Pour A.N. Whitehead (A.N.W.) la réalité ultime est faite d’entités actuelles [1]. Il exprime clairement dès l’expression de son schème organique au début de Procès et réalité : « Par leur nature, les entités sont une « pluralité » disjonctive dans le procès de passage à une unité conjonctive. Cette Catégorie de l’Ultime remplace la catégorie aristotélicienne de « substance première » [2]. Plus exactement, la notion de substance est remplacée par la notion de société d’entités actuelles, ce que confirme la thèse de Michel Weber [3].

Ainsi, la « production d’un nouvel être ensemble * » est l’ultime notion représentée par le terme de « concrescence ». Ces notions ultimes de production de nouveauté et d’« être-ensemble concret » sont inexplicables aussi bien en fonction d’universaux plus élevés qu’en fonction des composants participants à la concrescence. L’analyse des composants s’opère à partir de la concrescence, et par déduction abstraite.

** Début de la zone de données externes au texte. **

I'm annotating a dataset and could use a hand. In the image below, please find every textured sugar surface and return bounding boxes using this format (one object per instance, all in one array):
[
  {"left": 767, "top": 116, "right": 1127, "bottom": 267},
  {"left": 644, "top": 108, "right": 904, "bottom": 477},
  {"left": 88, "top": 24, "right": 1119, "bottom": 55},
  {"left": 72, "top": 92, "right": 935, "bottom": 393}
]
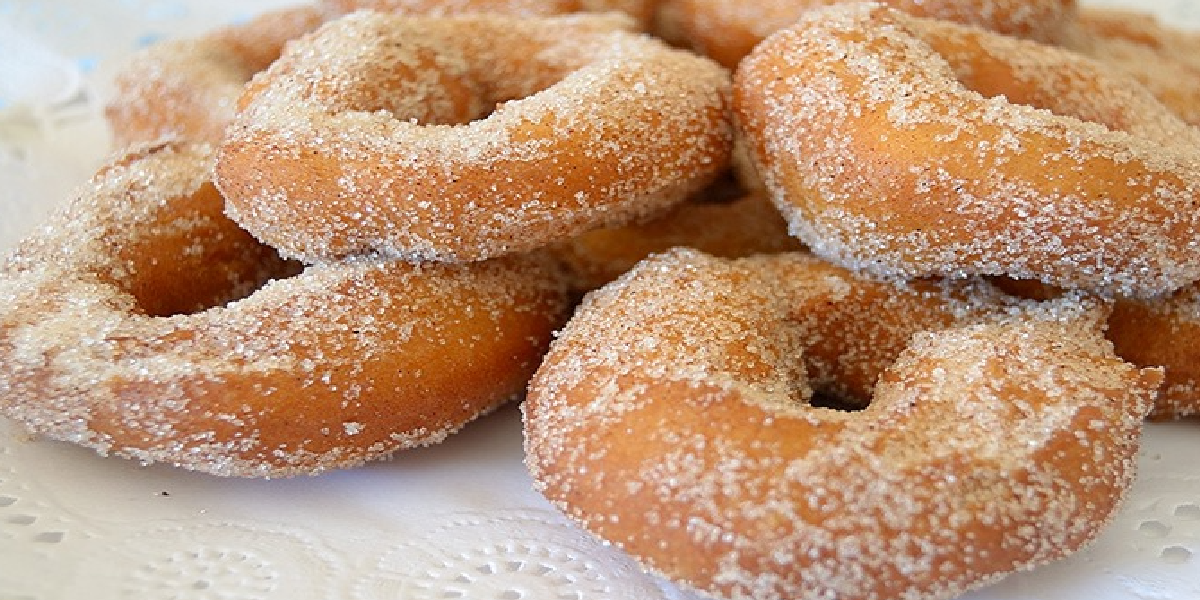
[
  {"left": 218, "top": 14, "right": 732, "bottom": 259},
  {"left": 738, "top": 7, "right": 1200, "bottom": 295},
  {"left": 106, "top": 7, "right": 324, "bottom": 145},
  {"left": 526, "top": 247, "right": 1153, "bottom": 598}
]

La seule instance d’appel est l’intuition.

Il est intéressant d’observer que les références culturelles d’A.N.W. sont quasiment les mêmes que le DGES. A savoir :Aristote, Berkeley, Descartes, Newton, Leibniz.

A la rubrique empirisme : (cat.4, 13 ref. CR, p.308) sont cités Hume et Locke. Il est expliqué que l’empirisme réduit l’expérience aux données sensorielles, et contient « une confusion entre expérience et expérimentation, entre sensation et observation, entre fait et phénomène, etc … ». (p.309). Notons ici tout de suite qu’A.N.W. a analysé soigneusement toutes ces difficultés et a 〈49〉 proposé un remaniement de l’approche empirique. C’est pourquoi son empirisme est nommé « empirisme radical » (ou réalisme radical), à l’instar de celui de William James.

On comprend ainsi mieux le passage à réaliser entre une approche à partir de la substance d’Aristote et une approche à partir de la créativité de la pensée organique, principe ultime par lequel « la pluralité, qui est l’univers pris en disjonction, devient occasion actuelle unique, qui est l’univers pris en conjonction » [4]. Unité et diversité sont ainsi saisis de façon simultanée. Le contraste des deux, ensemble, ouvrent à la nouveauté et à l’avancée créatrice.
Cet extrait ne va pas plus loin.